Akira wurde aus den Gedanken gerissen, als das Telefon klingelte. Sie sah ihrem Großvater hinterher, der dran ging und anschließend ins Wohnzimmer verschwand, da Tyson lauthals über etwas lachte. Hilary erhob sich direkt danach und gemeinsam räumten sie den Tisch ab, da sie bereits fertig mit dem Essen waren. Ehe sie an die gemeinsame Abendplanung gehen konnten, trat der Alte wieder ins Zimmer und der besorgte Gesichtsausdruck ließ das Mädchen stocken.

“Was ist los, Opa?”, fragte sie und nun bemerkten auch die anderen wie angespannt er war. Unsicher sah er zwischen den Jugendlichen umher, bevor sein Blick auf seiner Enkelin stoppte und seine Miene sie nur noch mehr beunruhigte.

“Die Polizei hat gerade angerufen.” Die kurze Pause, die er machte, um nach den geeigneten Worten zu suchen, wirkte wie eine kleine Ewigkeit. Gebannt hingen sie dem Alten an den Lippen, ungeduldig und bange zugleich was nun folgen würde.

“Kenta Fujiwara ist aus der Untersuchungshaft entlassen worden, gestern sogar schon.” Akira schnappte nach Luft und lehnte sich gegen die Küchenzeile, da sie das Gefühl hatte ihre Beine würden gleich nachgeben.

“Seine Familie will dich wegen Verleumdung anzeigen, Akira. Und Kai wegen Körperverletzung. Du hast ihm wohl den Kiefer gebrochen, Junge.” Der nächste Schlag in die Magengegend. Dem Mädchen wurde schlecht.

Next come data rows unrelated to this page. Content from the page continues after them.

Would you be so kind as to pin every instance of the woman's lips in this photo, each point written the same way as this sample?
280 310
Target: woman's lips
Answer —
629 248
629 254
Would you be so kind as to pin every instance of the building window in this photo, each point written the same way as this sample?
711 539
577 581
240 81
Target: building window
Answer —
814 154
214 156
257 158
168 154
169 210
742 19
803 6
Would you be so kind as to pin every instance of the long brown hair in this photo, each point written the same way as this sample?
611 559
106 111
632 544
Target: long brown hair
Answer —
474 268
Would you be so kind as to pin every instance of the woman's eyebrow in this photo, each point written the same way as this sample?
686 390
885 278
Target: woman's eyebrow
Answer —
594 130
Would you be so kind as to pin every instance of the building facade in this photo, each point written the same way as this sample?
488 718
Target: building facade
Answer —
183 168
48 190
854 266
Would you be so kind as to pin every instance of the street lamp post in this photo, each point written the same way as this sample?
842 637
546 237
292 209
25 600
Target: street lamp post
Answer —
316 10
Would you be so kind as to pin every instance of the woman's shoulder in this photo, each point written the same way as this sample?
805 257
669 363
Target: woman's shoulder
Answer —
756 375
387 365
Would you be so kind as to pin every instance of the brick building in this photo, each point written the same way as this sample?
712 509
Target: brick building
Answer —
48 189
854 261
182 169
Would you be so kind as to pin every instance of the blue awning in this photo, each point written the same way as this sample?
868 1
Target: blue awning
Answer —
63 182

“Ist das sein verkackter Ernst?!?” Tyson war außer sich und erhob seine Stimme. Auch die anderen blickten fassungslos drein.

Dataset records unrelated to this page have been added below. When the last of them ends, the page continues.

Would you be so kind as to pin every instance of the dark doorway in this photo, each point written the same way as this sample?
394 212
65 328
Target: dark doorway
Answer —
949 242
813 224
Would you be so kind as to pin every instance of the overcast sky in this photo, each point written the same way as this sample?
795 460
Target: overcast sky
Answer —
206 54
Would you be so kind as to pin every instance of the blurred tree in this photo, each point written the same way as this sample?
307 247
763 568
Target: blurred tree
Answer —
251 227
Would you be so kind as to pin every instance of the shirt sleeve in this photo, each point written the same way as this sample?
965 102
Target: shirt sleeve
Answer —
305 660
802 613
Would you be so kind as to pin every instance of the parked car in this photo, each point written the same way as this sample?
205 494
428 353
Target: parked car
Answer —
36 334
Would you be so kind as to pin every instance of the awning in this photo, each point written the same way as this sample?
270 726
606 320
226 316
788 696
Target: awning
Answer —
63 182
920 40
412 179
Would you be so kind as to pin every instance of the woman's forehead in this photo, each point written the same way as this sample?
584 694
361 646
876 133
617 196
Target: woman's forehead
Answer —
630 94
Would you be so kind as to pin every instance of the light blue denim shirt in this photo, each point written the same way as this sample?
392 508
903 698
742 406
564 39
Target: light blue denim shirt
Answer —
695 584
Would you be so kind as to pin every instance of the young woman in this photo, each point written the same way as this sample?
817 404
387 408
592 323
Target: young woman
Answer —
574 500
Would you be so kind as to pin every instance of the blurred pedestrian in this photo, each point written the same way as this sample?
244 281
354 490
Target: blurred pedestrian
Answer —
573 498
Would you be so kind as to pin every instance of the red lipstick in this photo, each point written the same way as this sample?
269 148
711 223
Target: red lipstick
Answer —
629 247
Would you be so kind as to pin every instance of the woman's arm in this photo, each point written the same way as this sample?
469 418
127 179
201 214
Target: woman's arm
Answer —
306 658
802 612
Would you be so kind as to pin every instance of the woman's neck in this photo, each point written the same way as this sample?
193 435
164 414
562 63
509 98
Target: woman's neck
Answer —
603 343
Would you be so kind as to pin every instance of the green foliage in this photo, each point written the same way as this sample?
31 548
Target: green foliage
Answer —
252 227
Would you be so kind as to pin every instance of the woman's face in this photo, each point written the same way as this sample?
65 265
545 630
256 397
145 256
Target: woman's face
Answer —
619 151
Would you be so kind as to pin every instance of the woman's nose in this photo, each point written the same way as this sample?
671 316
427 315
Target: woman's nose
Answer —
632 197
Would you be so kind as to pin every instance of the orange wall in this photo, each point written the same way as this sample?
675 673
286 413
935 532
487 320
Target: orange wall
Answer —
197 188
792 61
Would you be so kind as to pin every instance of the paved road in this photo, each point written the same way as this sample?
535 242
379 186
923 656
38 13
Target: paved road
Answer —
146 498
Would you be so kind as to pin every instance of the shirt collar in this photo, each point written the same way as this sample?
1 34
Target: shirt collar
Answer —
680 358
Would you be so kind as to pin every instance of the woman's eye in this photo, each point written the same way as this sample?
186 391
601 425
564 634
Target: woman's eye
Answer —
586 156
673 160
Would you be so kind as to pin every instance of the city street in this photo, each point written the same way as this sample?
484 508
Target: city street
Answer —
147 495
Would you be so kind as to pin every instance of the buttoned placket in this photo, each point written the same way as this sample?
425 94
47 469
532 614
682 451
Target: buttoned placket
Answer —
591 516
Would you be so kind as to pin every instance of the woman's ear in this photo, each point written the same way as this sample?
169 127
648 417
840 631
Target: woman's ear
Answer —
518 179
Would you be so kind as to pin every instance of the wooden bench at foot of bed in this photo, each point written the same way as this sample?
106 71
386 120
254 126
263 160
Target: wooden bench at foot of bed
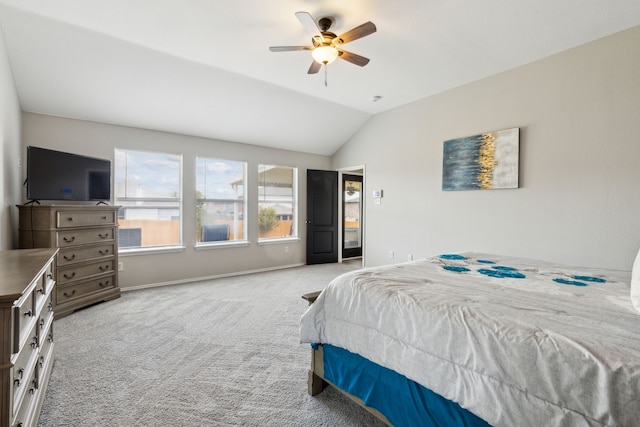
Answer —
317 382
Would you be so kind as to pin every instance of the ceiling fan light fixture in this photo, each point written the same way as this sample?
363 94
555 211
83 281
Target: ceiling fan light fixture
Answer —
324 54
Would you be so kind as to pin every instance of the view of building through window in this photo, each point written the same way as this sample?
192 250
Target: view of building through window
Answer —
277 201
148 189
220 205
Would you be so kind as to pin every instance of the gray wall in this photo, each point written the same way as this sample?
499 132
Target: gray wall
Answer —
99 140
10 149
579 115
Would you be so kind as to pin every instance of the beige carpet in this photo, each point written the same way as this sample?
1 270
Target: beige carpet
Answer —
221 352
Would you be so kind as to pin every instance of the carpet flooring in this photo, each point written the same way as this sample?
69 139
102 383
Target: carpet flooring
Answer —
221 352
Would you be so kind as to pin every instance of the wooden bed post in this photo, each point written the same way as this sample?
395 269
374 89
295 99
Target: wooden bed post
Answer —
316 383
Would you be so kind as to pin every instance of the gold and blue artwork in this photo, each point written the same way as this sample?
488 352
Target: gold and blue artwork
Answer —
482 162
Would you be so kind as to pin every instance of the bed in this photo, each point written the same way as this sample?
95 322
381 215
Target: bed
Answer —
479 339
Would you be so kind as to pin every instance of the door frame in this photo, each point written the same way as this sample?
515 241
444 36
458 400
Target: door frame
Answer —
352 170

“Kann er das denn einfach so?” Hilary legte eine Hand beruhigend auf Akiras Rücken, die ihren Großvater nur mit aufgerissenen Augen anstarren konnte, nicht glauben wollte, was er ihnen soeben eröffnet hatte. Sie hatte damit gerechnet, dass etwas in der Art passieren könnte, aber dass es nun tatsächlich geschehen ist, und dann auch noch so schnell, überforderte sie maßlos.

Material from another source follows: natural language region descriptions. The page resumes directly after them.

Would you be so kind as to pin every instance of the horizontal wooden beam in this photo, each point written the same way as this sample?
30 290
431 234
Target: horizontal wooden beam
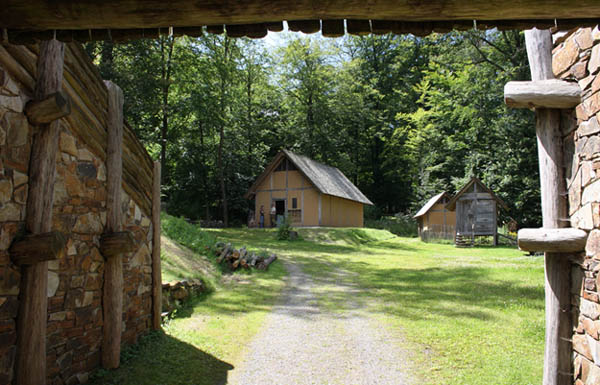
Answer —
119 14
552 93
44 111
566 240
34 248
117 243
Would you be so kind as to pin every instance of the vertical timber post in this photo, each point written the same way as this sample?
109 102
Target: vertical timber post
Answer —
113 271
33 306
557 355
156 274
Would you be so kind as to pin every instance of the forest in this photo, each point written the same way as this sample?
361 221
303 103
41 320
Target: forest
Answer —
404 117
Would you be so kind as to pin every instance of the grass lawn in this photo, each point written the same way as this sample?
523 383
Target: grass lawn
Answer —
468 316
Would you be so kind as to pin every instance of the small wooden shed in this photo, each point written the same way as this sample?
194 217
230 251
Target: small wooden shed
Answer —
435 220
309 192
476 208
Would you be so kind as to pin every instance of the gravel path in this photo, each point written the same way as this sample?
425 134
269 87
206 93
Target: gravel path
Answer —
301 343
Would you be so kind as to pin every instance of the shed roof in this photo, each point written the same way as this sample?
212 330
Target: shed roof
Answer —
327 179
452 203
119 20
430 203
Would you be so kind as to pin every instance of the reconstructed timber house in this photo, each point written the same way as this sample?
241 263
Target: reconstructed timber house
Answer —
476 208
472 212
435 220
309 192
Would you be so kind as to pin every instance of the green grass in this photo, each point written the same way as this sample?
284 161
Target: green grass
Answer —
468 316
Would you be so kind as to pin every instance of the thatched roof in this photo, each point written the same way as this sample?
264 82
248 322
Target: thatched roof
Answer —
430 203
26 21
452 203
327 179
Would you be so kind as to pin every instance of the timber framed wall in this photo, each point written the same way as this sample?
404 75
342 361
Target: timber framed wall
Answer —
76 279
576 58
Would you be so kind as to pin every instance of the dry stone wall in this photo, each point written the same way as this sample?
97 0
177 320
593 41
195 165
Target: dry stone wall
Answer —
576 58
75 282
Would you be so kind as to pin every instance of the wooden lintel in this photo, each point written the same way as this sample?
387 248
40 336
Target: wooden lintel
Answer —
44 111
551 93
117 243
35 248
73 15
567 240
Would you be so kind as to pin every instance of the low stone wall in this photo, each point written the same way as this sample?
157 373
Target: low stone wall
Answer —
175 293
576 58
75 282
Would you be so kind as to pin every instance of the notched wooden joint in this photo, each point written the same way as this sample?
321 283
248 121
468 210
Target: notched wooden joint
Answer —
55 106
567 240
35 248
117 243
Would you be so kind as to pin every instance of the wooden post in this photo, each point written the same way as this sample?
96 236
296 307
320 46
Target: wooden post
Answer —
113 269
557 357
33 305
156 274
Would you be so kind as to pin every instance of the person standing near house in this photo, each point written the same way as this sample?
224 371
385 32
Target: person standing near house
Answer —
273 214
261 221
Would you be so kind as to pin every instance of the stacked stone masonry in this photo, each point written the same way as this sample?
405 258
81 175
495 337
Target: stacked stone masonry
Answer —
576 58
75 282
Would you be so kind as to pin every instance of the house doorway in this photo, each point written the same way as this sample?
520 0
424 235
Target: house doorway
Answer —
280 211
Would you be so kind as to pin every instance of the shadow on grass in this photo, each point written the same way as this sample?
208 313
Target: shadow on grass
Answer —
161 359
458 293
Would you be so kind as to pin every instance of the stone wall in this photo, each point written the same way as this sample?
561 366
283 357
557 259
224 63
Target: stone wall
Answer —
576 58
75 282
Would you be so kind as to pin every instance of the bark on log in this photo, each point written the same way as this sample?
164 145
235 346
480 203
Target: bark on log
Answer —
33 307
117 243
44 111
567 240
156 269
113 268
35 248
48 15
557 357
551 93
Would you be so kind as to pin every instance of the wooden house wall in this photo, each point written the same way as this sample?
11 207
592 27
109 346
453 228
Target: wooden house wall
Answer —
340 212
313 207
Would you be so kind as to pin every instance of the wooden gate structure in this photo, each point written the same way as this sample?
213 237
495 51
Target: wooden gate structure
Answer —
54 22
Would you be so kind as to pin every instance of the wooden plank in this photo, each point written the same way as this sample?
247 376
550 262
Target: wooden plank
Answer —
54 107
333 28
113 268
557 355
156 272
35 248
116 14
567 240
552 93
33 307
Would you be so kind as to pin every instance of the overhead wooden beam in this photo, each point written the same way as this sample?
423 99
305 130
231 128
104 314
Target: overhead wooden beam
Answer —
567 240
33 300
557 353
113 268
156 269
35 248
54 107
551 93
118 14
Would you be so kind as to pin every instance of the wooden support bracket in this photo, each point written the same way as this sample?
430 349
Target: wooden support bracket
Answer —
567 240
55 106
551 93
34 248
117 243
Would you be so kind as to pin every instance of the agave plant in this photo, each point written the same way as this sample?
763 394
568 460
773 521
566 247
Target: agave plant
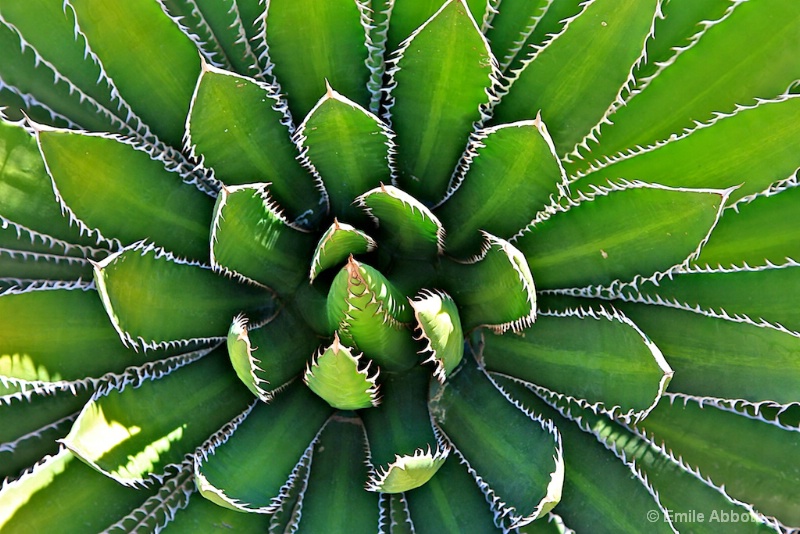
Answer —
413 266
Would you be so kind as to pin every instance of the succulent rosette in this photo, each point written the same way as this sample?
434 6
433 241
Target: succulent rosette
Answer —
399 266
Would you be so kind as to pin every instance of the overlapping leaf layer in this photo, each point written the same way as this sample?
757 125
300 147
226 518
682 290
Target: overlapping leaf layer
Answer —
399 266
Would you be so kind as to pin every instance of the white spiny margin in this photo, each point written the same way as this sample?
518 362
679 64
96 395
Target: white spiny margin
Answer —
773 189
269 204
58 246
59 78
476 143
661 450
316 262
630 292
511 77
384 311
207 44
375 38
299 137
526 32
241 39
630 153
407 200
32 102
267 66
439 371
506 516
297 514
618 452
160 509
134 377
615 315
143 248
564 204
525 278
641 84
742 407
626 89
358 361
254 364
379 474
220 437
11 446
173 159
393 68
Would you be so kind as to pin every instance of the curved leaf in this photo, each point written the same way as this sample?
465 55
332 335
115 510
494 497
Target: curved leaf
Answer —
251 240
599 47
277 436
440 79
338 56
153 298
494 289
349 147
238 127
514 455
594 355
512 172
127 434
125 179
618 232
156 75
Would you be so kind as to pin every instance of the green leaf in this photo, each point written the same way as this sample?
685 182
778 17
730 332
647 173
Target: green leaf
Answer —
601 490
124 178
32 424
335 500
50 30
371 315
749 295
719 358
34 502
440 80
755 461
599 47
450 502
440 327
338 56
155 75
153 298
252 466
266 357
350 148
618 232
26 192
252 241
512 172
341 378
757 232
406 224
405 452
238 127
59 333
494 289
739 59
127 434
200 513
513 454
598 356
338 242
512 25
719 154
691 502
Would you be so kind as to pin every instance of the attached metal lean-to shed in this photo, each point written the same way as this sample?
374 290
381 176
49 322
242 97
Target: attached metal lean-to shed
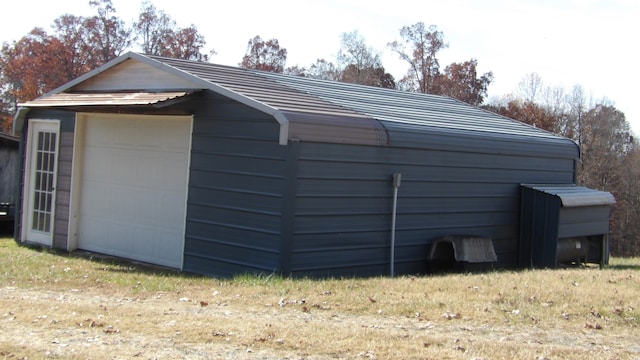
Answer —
564 224
219 170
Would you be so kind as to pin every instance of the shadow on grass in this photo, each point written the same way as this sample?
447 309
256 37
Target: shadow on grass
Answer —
116 264
623 267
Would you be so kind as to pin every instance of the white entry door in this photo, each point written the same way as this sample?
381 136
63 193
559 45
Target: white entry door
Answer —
134 187
42 166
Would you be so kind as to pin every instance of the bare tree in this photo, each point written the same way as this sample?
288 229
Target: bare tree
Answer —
264 55
419 47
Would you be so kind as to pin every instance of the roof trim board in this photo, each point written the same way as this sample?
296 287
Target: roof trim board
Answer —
112 99
575 196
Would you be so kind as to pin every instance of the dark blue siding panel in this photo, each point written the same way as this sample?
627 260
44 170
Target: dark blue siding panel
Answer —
582 221
345 193
236 185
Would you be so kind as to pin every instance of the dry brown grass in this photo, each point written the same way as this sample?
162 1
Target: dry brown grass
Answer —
71 306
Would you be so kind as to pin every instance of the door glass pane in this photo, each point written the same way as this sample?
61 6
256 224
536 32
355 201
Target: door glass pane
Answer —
44 179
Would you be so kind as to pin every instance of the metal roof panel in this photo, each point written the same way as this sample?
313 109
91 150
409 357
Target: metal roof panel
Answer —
576 196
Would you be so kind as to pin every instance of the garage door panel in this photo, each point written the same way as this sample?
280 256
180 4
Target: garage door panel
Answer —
134 187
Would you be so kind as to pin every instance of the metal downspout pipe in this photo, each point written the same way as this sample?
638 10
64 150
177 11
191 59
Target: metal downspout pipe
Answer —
396 184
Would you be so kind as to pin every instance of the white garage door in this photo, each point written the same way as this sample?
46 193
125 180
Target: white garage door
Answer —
134 187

“Ich hätte wohl doch härter zuschlagen sollen.”, zischte Kai abschätzig und verschränkte die Arme vor der Brust.

“Ich hab’ keine Ahnung, ob er damit durchkommt, aber seine Eltern werden wohl einen guten Anwalt eingeschaltet haben. Keine Ahnung was die in der Hand haben wollen. Sämtliche Zeugenaussagen bestätigen ja das Gegenteil von dem, was er behauptet.” Der Alte seufzte ratlos und die Schwarzhaarige senkte ihren Blick. Mit einem Mal schnürte sich erneut an diesem Tag ihre Brust zu und sie hatte das Gefühl zu ersticken. Zittrig versuchte ihren Atem ruhig zu halten.

//Ich musst hier raus.// So wackelig sie sich auf ihren Beinen auch fühlte, sie brauchte frische Luft. Mit zusammengepressten Lippen stieß sie sich von der Küchenzeile ab und drängte sich wortlos an den anderen vorbei ins Wohnzimmer und von da nach draußen auf den Engawa, wo sie sich kraftlos gegen die Hauswand fallen und langsam auf den Boden gleiten ließ. Das Atmen wurde immer schwerer und so sehr sie sich auch zusammenreißen wollte, so stand sie schon zum dritten Mal kürzester Zeit vor einer Panikattacke. Ihr Körper streikte, es war einfach alles zu viel. Das war es schon am Morgen gewesen, aber nun brachen sämtliche Dämme. Der Körper bebte vor Schluchzern, was die Atemnot durch den Anfall nicht besser machte. Sie fühlte sich so schwach, so hilflos. Jede noch so kleine Hürde fühlte sich an wie ein massiver Berg, den sie zu erklimmen hatte und mittlerweile würde sie am liebsten aufgeben. Keuchend beugte sie sich nach vorne.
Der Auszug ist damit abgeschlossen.